Situs-situs penting bagi suku Amungme telah hancur olehnya, seperti
Danau Wanagon yang sudah lenyap terkubur di bawah tempat pembuangan
limbah batuan di Lembah Wanagon. Selain itu, sejumlah danau merah muda,
merah dan jingga telah hilang dan padang rumput Carstenz saat ini
didominasi oleh gundukan limbah batuan lainnya yang pada akhirnya akan
menjulang hingga ketinggian 270 meter, dan menutupi daerah seluas 1,35
km2.
• Pembekapan tanaman: Pengendapan tailing membekap
kelompok tanaman subur dengan menyumbat difusi oksigen ke zona akar
tanaman, sehingga tanaman mati.
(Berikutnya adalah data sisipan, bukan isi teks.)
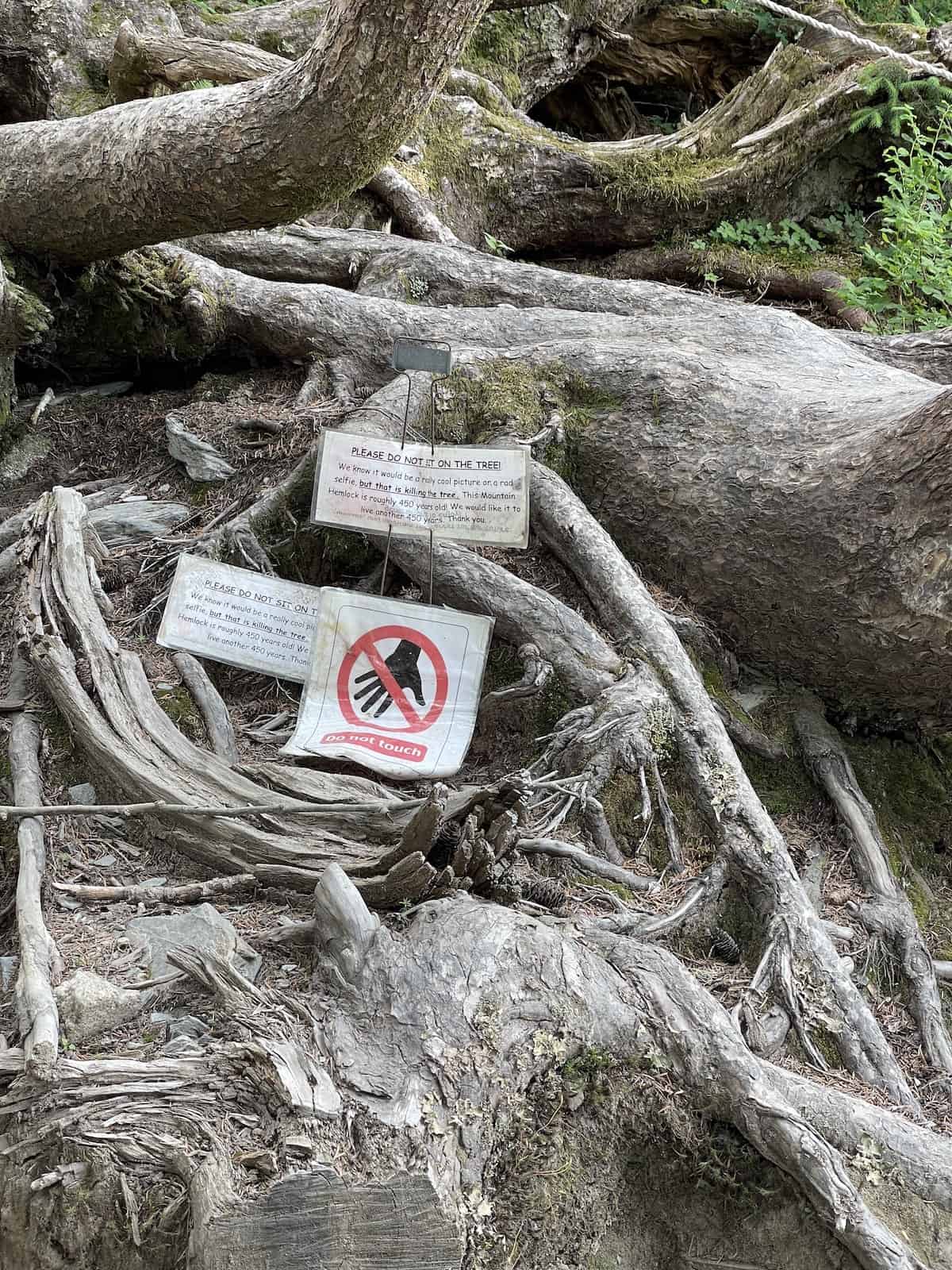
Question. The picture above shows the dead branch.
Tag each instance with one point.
(140, 61)
(585, 863)
(40, 962)
(190, 893)
(536, 675)
(889, 914)
(412, 209)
Proses ini telah terjadi pada sebagian
bagian besar ADA, meninggalkan tegakan mati pohon sagu dan pepohonan
lain di daerah terkena dampak. Ini juga jadi ancaman bagi populasi
species terancam setempat yang membutuhkan keragaman ekosistem hutan
alam untuk bertahan hidup. Selain nilai konservasinya, endapan tailing
juga menghancurkan sungai dataran rendah yang tinggi keragaman
hayatinya, hutan hujan, dan lahan basah yang sangat vital bagi suku
Kamoro untuk berburu, mencari ikan dan berkebun.
• Tingkat racun tailing dan dampak terhadap perairan:
Sebagian besar kehidupan air tawar telah hancur akibat pencemaran dan
perusakan habitat sepanjang daerah aliran sungai yang dimasuki tailing.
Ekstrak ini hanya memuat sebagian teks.